Friday's order from the Court of Criminal Appeals will allow Reed to present that evidence and advance arguments that Reed was convicted based on false testimony from prosecution medical experts who told jurors that the condition of Reed’s sperm, with tails intact, meant she was raped and strangled minutes apart, and that only Reed could have committed the murder.
2020 Democratic presidential candidate Bernie Sanders was among those who applauded the decision, but added that the courts should go even further and capital punishment be abolished entirely.

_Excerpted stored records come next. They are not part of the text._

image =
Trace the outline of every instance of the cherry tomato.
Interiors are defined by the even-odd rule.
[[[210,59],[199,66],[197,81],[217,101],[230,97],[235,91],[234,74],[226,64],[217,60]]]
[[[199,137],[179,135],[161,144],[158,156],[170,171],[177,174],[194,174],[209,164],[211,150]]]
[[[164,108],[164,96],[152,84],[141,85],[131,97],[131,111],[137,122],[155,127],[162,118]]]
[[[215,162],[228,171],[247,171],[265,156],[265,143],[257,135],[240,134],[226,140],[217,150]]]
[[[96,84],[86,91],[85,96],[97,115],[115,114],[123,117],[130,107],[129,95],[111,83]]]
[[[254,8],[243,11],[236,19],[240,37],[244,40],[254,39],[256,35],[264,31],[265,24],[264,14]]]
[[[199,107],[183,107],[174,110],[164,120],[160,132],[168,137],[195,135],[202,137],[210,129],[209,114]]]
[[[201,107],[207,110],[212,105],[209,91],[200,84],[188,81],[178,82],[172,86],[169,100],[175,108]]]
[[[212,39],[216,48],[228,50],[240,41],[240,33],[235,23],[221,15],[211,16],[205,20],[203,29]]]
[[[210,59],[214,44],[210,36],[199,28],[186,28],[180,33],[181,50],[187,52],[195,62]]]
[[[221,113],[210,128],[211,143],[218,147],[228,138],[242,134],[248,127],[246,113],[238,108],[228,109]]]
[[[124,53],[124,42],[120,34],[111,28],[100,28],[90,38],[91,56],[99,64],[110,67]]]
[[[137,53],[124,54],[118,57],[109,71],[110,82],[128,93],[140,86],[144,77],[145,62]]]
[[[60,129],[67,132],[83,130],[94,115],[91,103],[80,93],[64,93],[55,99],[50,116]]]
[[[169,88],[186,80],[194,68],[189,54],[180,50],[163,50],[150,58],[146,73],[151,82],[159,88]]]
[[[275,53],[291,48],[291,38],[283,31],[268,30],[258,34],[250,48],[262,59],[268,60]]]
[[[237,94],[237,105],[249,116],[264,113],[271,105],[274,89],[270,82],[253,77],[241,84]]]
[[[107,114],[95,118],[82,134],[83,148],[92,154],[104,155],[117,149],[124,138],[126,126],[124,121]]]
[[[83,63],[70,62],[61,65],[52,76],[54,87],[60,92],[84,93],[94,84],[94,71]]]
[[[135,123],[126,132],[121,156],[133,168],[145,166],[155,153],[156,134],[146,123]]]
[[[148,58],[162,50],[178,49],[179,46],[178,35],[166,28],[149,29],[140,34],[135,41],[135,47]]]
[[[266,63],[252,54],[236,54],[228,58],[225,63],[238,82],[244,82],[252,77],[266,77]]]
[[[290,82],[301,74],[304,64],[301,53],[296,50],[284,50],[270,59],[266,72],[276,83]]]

This decision by the parole board is critically important. Rodney Reed's execution should not just be delayed, but canceled.— Bernie Sanders (@SenSanders) November 15, 2019
Real criminal justice reform must include joining every other major democracy in eliminating the death penalty. https://t.co/h45hxtuqBy
Rep. Ayanna Pressley (D-Mass.) expressed a similar sentiment:
The #trauma, the pain, & the injustice that #RodneyReed has experienced at the hands of the criminal legal system is inhumane. While this is a victory for Rodney & his family, #justice delayed is justice denied.— Congresswoman Ayanna Pressley (@RepPressley) November 15, 2019
The death penalty has no place is a just society. #FreeRodney https://t.co/tE0JQD5m6f
"An indefinite stay of execution for Rodney Reed is just and warranted," declared the ACLU in a tweet following the news. "When the state kills someone who may be innocent in the name of justice, the true perversion of the death penalty becomes clear."